Hi, my hedgehog is still quite scared of me, but her nails are getting really long. I've tried to cut them whilst she's in water but this is still quite difficult as I can't get a good angle with the clippers and she keeps putting her feet under her body. I read that you can scruff them in order to do this, but won't being exposed/grabbed at like this reverse any progress I've made to bond with her so far? Maybe I'm just being paranoid
Thanks


----------



## rodanthi (Feb 7, 2014)

Personally I've never actually managed to scruff Hector. But what I do know is that if I make him mad with me (e.g. by bathing him or clipping his nails or acidentally catching his quick or whatever) he doesn't hold a grudge. Inadequate handling has always had a more detrimental effect on our relationship than stuff like that. But I always make an effort to give him some peace and quiet after nail clipping and foot baths etc.

Speaking of which, the way I clip his nails is I hold him on my hand, wait for a leg to drop through my fingers (sometimes have to shift him about a little) and hold the leg between the fingers.
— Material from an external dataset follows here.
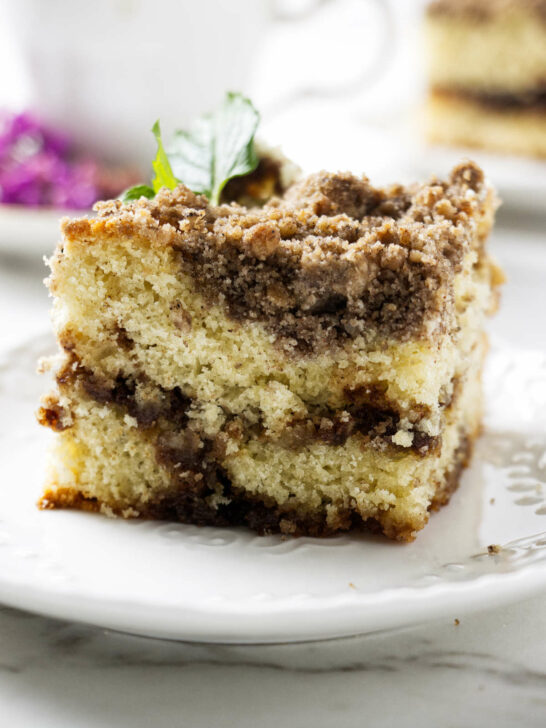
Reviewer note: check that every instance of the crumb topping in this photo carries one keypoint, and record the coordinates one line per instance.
(484, 10)
(334, 258)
Then you can use that hand to hold his foot with his back against your chest and clip with the other hand.

I don't think its the most comfortable way of doing it and you have to be very careful to be gentle, but I can't do his any other way.


----------



## Wolfie7 (Aug 4, 2014)

I actually meant to title this as if it will scare her, not hurt her, oops
Thank you for the reply I will try this


----------



## DesireeM81 (Jun 14, 2014)

I clip my hedgies nails the same way and it works great. However, it won't scare her and I would suggest learning how to scruff her in case the need comes up. You don't have to learn in the immediate future but it's always good to practice these things on a healthy hedgehog so if you ever have a sick cranky one, you won't have to learn that way.


----------